Single by Debra Laws

from the album Very Special
- B-side: "All the Things I Love"
- Released: August 1981
- Recorded: 1981
- Genre: R&B; soul;
- Length: 4:29
- Label: Elektra
- Songwriters: Lisa Peters; William Jeffrey;
- Producers: Hubert Laws; Ronnie Laws;

Debra Laws singles chronology
|  | "Very Special" (1981) | "Be Yourself" (1981) |

= Very Special (song) =

1981 single by Debra Laws

"Very Special" is a song by Debra Laws. Released as a single in 1981, it is the title track of her first album, and features her brother Ronnie with call and response backing vocals.

The song reached #90 on the US Billboard Hot 100 during the summer of the year. It peaked at number 11 on the R&B chart. On that chart, it ranks as the 64th biggest hit of 1981.
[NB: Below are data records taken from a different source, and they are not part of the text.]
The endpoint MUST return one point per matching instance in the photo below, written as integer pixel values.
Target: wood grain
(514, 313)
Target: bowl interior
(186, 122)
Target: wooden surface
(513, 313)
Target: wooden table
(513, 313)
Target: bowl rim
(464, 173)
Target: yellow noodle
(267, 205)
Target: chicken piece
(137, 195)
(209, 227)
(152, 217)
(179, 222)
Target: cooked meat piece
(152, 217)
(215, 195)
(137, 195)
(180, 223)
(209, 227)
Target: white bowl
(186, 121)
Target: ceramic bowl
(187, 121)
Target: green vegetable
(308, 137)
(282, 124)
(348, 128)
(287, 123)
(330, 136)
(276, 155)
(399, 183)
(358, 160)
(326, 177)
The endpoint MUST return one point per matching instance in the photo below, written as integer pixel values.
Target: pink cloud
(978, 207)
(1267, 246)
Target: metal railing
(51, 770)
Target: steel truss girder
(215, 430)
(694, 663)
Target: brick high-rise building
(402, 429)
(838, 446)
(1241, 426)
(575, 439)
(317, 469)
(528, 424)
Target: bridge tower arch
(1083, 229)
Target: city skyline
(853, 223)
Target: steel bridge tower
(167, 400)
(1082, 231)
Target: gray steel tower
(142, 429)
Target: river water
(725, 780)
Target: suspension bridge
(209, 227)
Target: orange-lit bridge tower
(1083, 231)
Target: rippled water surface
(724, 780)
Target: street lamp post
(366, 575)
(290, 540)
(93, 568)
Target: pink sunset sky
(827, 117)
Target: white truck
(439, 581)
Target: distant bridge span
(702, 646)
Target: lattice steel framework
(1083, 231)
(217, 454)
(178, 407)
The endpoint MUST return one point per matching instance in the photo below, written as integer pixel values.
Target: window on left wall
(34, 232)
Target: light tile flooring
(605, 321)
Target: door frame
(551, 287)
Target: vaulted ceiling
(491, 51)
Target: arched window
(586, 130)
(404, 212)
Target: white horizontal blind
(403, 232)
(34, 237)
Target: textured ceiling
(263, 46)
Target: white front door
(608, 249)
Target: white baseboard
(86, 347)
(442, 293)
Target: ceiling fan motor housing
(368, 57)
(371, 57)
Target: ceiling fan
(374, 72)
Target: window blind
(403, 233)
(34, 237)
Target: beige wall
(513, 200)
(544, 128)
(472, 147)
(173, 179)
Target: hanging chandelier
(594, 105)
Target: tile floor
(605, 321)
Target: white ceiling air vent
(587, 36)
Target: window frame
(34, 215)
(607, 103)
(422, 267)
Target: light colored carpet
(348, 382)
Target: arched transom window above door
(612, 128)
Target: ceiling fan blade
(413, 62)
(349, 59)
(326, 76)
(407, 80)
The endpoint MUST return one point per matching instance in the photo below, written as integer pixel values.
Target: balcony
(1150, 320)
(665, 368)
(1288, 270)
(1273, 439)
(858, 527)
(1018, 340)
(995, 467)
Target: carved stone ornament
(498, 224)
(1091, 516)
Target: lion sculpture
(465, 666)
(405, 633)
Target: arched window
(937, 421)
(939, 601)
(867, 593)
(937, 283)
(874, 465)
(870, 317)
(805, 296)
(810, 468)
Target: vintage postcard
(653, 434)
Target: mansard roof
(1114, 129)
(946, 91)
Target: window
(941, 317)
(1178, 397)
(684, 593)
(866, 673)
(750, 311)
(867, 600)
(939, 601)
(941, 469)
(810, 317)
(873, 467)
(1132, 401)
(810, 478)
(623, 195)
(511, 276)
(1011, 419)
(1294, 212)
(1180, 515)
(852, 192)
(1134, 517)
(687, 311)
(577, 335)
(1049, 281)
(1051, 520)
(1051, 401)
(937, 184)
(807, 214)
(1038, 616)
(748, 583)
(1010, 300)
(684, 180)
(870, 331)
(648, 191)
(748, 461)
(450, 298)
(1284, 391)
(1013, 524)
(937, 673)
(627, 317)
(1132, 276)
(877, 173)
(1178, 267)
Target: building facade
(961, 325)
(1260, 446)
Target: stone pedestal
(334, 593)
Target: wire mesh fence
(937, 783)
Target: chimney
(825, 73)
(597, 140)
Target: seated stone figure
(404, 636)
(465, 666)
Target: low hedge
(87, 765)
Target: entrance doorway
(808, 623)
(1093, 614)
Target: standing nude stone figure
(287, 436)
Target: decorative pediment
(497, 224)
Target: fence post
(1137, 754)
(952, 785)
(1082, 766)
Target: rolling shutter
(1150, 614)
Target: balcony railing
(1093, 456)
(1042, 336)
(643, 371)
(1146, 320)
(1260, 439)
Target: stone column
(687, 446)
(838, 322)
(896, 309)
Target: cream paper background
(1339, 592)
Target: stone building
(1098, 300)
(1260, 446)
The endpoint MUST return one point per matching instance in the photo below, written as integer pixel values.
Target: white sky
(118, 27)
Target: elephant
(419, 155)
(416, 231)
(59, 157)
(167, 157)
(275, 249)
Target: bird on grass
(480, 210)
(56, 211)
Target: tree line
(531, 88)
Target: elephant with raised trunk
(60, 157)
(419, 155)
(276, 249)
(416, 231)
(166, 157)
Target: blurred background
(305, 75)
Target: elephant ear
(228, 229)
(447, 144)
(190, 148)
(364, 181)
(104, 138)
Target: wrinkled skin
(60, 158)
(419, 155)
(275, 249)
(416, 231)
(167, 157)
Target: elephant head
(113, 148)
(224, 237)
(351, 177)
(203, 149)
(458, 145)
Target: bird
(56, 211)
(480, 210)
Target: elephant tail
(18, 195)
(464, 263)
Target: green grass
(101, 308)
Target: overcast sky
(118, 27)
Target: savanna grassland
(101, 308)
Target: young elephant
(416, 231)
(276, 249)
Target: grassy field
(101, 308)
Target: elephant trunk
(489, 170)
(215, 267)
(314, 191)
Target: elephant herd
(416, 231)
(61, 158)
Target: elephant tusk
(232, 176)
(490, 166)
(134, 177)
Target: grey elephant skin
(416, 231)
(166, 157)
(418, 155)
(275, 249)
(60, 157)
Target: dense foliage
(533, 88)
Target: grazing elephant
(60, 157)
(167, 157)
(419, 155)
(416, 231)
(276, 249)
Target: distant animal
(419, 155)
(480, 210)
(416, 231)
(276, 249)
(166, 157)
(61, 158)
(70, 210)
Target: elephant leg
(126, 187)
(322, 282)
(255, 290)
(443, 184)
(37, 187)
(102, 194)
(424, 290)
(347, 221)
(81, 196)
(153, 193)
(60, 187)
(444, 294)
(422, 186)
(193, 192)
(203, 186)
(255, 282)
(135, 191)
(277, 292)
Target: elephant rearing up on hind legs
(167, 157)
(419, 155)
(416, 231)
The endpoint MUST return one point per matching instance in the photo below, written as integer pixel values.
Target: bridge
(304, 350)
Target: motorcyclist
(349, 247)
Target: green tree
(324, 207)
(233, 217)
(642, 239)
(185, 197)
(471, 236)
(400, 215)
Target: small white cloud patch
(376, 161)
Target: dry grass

"Very Special" has been most notably covered and/or sampled by Big Daddy Kane and Jennifer Lopez, and has been the subject of lawsuits in this regard.

==Big Daddy Kane cover==

"Very Special" was covered by Big Daddy Kane featuring DJ Spinderella in 1993. It was the second single released from his fifth studio album, Looks Like a Job For.... Produced by Kane, the song is a duet between Kane and Salt-n-Pepa member DJ Spinderella. The chorus was performed by vocalists Karen Anderson and Laree Williams.

The song became an American Top 40 hit, becoming Big Daddy Kane's first and only single to crack the US Billboard Hot 100 chart, peaking at number 31.

==Track listing==
===A-side===
1. "Very Special" (Album Version) – 5:05
2. "Very Special" (Underground Mix) – 3:03
3. "Very Special" (Edit Without Female Rap) – 3:53

===B-side===
1. "Stop Shammin'" (Album Version) – 3:57
2. "Stop Shammin'" (Instrumental Version) – 3:57

==Chart history==
- Debra Laws version

| Chart (1981) | Peak position |
|---|---|
| US Billboard Hot 100 | 90 |
| US Billboard Hot Soul Singles | 11 |

- Big Daddy Kane version

| Chart (1993) | Peak position |
|---|---|
| Billboard Hot 100 | 31 |
| Billboard Hot R&B/Hip-Hop Singles & Tracks | 23 |
| Billboard Hot Rap Singles | 9 |
| Billboard Hot Dance Music/Maxi-Singles Sales | 24 |
| Billboard Rhythmic Top 40 | 6 |

==Other cover versions and sampling==
- In late 2002, Jennifer Lopez sampled "Very Special" in her international hit song, "All I Have", which reached number one in the US. This usage became the subject of a lawsuit by Laws as a result of Elektra Records giving its unilateral consent to the sampling.
- In 2013, K. Michelle sampled the song in "V.S.O.P.", which charted almost identically to Laws' original on both the pop (#89) and R&B charts (#13).
- In 2015, Crystal Kay covered the song in Japanese, featuring Sandaime J Soul Brothers' vocalist Ryuji Imaichi. From her album Shine.